CAPITULO CIX

 
O philosopho
 

Sabido que reli a carta, antes e depois do almoço, sabido fica que almocei, e só resta dizer que essa refeição foi das mais parcas da minha vida: um ovo, uma fatia de pão, uma chicara de chá. Não me esqueceu esta circumstancia minima; no meio de tanta cousa importante obliterada escapou esse almoço. A razão principal poderia ser justamente o meu desastre; mas não foi; a principal razão foi a reflexão que me fez o Quincas Borba, cuja visita recebi naquelle dia. Disse-me elle que a frugalidade não era necessaria para entender o Humanitismo, é menos ainda pratical-o; que esta philosophia acommodava-se facilmente com os prazeres da vida, inclusive a mesa, o espectaculo e os amores; e que, ao contrario, a frugalidade podia indicar certa tendencia para o ascetismo, o qual era a expressão acabada da tolice humana.

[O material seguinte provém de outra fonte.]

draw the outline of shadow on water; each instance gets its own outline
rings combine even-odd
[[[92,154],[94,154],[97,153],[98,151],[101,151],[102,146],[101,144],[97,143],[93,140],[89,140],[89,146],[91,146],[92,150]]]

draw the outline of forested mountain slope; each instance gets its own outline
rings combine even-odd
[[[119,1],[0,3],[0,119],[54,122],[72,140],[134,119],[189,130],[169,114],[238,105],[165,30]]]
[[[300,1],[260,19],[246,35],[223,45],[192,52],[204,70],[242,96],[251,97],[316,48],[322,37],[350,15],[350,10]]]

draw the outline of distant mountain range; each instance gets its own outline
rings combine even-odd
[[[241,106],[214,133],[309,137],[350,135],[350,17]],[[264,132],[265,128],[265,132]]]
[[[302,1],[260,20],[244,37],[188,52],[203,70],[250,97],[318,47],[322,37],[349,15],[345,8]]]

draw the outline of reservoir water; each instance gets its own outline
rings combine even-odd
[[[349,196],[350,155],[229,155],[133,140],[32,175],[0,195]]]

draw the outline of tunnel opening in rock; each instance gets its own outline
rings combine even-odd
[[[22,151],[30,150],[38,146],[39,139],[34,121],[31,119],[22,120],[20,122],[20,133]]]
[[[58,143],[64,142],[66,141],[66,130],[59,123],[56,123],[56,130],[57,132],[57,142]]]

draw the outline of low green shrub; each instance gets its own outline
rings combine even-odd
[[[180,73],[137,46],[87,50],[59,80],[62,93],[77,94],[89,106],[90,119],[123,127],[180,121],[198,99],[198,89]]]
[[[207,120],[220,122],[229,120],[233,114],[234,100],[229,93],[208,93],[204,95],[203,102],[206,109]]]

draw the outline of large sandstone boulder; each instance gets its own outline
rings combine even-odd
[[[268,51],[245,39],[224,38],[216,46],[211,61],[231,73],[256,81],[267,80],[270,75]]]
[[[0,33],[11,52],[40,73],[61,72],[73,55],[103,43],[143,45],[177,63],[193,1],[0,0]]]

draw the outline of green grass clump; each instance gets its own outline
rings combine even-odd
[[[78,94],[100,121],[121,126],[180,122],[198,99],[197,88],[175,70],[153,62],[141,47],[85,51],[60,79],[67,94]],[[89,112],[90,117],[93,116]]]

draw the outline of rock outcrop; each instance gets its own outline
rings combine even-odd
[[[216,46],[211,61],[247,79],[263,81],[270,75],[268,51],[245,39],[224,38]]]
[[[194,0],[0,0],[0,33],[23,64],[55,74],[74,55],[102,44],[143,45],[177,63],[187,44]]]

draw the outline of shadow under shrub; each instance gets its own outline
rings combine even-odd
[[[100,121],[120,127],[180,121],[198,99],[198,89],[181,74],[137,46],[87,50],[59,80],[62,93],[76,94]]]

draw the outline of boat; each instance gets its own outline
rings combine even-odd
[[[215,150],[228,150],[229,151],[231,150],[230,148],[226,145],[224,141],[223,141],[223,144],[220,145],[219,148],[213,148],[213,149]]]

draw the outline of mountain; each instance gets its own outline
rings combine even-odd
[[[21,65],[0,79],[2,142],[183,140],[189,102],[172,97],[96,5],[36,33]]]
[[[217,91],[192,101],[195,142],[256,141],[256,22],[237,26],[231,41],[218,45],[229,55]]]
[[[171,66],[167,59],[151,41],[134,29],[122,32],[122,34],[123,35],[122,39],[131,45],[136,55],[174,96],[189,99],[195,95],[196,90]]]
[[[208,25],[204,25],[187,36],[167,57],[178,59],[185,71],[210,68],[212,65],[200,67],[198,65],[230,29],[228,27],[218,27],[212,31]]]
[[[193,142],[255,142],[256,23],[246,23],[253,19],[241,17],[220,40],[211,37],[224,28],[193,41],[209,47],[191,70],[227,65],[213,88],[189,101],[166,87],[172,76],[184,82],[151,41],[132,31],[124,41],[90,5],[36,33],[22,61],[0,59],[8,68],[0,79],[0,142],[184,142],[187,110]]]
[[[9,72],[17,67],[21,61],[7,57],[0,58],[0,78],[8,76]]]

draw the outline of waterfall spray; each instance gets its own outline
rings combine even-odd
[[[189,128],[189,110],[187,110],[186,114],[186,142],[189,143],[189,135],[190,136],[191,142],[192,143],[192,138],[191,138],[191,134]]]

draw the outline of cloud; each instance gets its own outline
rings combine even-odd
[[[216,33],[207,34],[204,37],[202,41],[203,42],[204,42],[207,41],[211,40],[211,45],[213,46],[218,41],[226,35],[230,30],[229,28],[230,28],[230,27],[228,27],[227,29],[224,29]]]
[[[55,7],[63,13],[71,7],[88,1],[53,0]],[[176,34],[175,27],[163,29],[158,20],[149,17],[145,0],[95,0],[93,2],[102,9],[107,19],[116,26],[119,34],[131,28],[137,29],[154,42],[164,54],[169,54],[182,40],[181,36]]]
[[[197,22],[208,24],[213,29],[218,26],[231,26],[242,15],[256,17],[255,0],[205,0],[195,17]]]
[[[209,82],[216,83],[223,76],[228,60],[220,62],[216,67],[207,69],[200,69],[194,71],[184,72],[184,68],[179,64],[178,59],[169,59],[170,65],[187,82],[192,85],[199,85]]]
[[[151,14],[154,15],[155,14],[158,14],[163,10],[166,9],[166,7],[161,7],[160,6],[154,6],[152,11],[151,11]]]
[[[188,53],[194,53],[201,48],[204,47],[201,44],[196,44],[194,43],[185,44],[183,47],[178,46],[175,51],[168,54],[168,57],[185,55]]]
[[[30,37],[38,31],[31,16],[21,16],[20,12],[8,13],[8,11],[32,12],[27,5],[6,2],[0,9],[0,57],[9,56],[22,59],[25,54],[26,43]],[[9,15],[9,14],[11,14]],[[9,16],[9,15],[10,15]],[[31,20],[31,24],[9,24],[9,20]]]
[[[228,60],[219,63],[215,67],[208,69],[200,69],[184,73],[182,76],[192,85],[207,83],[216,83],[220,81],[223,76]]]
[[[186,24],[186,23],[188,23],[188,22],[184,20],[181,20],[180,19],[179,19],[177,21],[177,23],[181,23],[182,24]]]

— Veja S. João, continuou elle; mantinha-se de gafanhotos, no deserto, em vez de engordar tranquillamente na cidade, e fazer emmagrecer o pharisaismo na synagoga.

Deus me livre de contar a historia do Quincas Borba, que aliás ouvi toda naquella triste occasião, uma historia longa, complicada, mas interessante. E se não conto a historia, dispenso-me outrosim de descrever-lhe a figura, aliás mui diversa da que me appareceu no Passeio Publico. Calo-me; digo somente que se o principal caracteristico do homem não são as feições, mas o vestuario, elle não era o Quincas Borba; era um desembargador sem beca, um general sem farda, um negociante sem deficit. Notei-lhe a perfeição da sobrecasaca, a alvura da camisa, o aceio das botas. A mesma voz, roufenha outr’ora, parecia restituida á primitiva sonoridade. Quanto á gesticulação, sem que houvesse perdido a viveza de outro tempo, não tinha já a desordem, sujeitava-se a um certo methodo. Mas eu não quero descrevel-o. Se falasse, por exemplo, no botão de ouro que trazia ao peito, e na qualidade do couro das botas, iniciaria uma descripção, que omitto por brevidade. Contentem-se de saber que as botas eram de verniz. Saibam mais que elle herdára alguns pares de contos de réis de um velho tio de Barbacena.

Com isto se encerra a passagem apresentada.